Obviously with a film so skeletal in comparison with some of its action film counterparts of today, there’s not much room for hiding, and if the film’s pace had slacked in any way, the whole ballet would have crashed to the ground. Thankfully this never occurs, mainly due to a clear script and some great manipulations in the editing and the sound design. In terms of its script (which I’d love to read mainly because the amount of “x shoots at y, y shoots at z, ad infinitum”) it’s a lot of pure cinema, just pure action, and Ben Wheatley and Amy Jump did a job which he explains in this clip as to how it feels so tight:

As with the editing and sound design, the pace is incredibly well executed, ebbing and flowing not necessarily where you would expect it, but allowing the time for the film to breathe in between its gasping for air shootouts. Really, the editing is the linchpin in a film like this and what a magnificent linchpin it is. Finally the sound design also must be extolled, the gunfire becoming this great cacophony of explosive echoes which are at points near deafening, only punctuated by elements of freeform jazz and a great use of John Denver.

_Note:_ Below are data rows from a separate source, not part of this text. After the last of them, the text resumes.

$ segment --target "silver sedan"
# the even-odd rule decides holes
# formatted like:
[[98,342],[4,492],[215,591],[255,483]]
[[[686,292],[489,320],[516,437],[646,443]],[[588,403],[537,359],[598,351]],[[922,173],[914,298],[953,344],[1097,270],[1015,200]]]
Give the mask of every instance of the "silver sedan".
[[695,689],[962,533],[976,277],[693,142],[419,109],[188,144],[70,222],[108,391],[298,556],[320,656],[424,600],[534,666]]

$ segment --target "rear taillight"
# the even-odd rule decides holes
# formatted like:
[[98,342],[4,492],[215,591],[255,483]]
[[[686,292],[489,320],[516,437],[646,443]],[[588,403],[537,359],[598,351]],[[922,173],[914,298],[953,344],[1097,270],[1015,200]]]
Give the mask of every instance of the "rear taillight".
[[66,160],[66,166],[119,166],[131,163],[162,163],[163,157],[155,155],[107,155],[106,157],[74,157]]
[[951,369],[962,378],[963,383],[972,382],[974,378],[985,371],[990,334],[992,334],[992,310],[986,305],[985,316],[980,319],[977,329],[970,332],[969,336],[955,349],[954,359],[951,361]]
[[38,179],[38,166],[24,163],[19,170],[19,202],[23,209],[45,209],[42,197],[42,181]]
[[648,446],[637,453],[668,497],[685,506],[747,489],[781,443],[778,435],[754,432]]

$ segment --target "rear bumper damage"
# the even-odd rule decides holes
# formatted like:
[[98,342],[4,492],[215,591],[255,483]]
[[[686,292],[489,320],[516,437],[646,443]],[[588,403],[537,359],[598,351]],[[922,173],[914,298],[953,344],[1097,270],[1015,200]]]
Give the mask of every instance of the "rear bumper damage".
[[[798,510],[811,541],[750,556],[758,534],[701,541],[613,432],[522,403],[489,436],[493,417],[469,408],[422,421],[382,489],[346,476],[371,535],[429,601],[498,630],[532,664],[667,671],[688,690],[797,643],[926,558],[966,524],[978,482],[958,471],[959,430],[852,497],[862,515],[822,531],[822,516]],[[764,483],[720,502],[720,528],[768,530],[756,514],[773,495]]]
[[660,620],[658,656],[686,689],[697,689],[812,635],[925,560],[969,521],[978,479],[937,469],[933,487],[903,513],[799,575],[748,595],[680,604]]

Free Fire is not the most important film ever made, and that’s good because it’s not trying to be. All its trying to be is a good, well crafted film. It’s a film which you can really get lost in, because there’s nothing really outside of its own internal world. And it’s a film which owes its inspirations to other films, from silent cinema to the gangster flicks it evokes. I just think its great cinema, and beyond that, that’s not for me to say.